Kernel Fusion at Scale
The Memory Wall
In modern deep learning, compute is rarely the bottleneck. Memory bandwidth is.
A typical Transformer layer consists of a sequence of operations: LayerNorm, MatMul, Bias, Gelu, MatMul, Residual Add. In a naive implementation, each operation reads data from HBM (High Bandwidth Memory), computes, and writes it back.
This "round-trip" to memory is expensive. It consumes energy and stalls the compute cores.
Automated Kernel Fusion
Kernel fusion is the technique of combining multiple operations into a single kernel launch. Instead of writing intermediate results to HBM, we keep them in the fast SRAM (L1/L2 cache) or registers.
General Diffusion's Graph Partitioner is designed to automate this process at a cluster scale.
How It Works
- Subgraph Identification: The system scans the compute graph for "fusable" patterns (e.g., Pointwise operations following a MatMul).
- Cost Modeling: It estimates the register pressure and shared memory usage of the fused kernel. If the fusion would cause register spilling (which hurts performance), the system optimizes for the next best configuration.

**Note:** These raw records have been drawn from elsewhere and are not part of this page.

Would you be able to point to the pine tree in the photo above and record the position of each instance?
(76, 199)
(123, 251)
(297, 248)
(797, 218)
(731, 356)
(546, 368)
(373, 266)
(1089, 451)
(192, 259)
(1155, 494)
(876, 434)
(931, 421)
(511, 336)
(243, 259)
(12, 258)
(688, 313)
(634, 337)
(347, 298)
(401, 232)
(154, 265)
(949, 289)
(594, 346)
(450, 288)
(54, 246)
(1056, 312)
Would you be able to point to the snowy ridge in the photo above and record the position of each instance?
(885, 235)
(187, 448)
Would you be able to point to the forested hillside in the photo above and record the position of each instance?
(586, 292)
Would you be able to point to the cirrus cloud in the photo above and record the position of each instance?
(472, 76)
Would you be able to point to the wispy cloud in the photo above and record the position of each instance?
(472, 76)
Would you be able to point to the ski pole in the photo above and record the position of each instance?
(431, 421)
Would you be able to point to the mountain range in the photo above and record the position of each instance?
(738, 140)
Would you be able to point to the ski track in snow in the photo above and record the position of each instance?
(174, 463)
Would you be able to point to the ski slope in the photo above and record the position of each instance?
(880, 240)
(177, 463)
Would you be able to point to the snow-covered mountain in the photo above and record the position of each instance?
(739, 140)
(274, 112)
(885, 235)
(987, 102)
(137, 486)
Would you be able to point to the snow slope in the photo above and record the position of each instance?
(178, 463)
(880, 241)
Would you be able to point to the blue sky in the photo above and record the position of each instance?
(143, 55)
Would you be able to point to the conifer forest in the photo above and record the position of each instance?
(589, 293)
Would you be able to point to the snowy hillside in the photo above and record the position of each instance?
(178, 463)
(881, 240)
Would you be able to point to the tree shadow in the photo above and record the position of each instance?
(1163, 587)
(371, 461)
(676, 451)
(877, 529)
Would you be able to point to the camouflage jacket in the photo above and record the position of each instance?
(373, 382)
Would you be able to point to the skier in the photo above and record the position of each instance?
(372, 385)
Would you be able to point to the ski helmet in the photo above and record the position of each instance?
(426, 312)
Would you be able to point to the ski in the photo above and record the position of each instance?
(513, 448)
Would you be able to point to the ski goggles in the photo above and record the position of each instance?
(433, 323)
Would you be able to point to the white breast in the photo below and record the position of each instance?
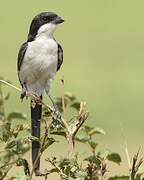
(39, 64)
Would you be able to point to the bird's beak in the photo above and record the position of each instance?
(58, 20)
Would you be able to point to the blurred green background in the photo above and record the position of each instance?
(103, 44)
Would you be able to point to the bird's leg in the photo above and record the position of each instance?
(56, 112)
(24, 92)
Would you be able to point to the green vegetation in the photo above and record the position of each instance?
(16, 140)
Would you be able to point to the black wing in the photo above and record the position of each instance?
(21, 54)
(60, 57)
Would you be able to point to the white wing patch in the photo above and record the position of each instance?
(39, 64)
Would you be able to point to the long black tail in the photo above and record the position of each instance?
(36, 113)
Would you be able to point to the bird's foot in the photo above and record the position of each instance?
(56, 117)
(38, 173)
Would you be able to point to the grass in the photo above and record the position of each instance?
(103, 60)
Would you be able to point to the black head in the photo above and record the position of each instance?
(40, 20)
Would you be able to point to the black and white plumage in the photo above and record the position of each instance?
(39, 58)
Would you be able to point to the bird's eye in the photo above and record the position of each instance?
(44, 18)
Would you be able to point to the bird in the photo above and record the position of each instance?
(39, 59)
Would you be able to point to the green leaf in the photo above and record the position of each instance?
(119, 177)
(19, 177)
(93, 159)
(82, 138)
(16, 115)
(70, 96)
(7, 96)
(11, 144)
(33, 138)
(76, 105)
(93, 144)
(114, 157)
(96, 131)
(81, 174)
(60, 132)
(48, 142)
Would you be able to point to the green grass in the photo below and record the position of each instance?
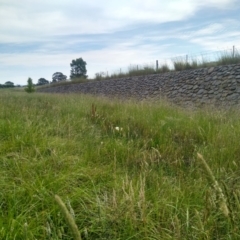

- Code Generation: It generates a custom CUDA or Triton kernel that executes the fused sequence.
The Impact
By keeping data in SRAM and minimizing global memory accesses, automated kernel fusion addresses the primary bottleneck in large model inference. This approach is essential for scaling models beyond the limits of current memory bandwidth.
This is just one example of how software optimization can unlock "free" performance from existing hardware.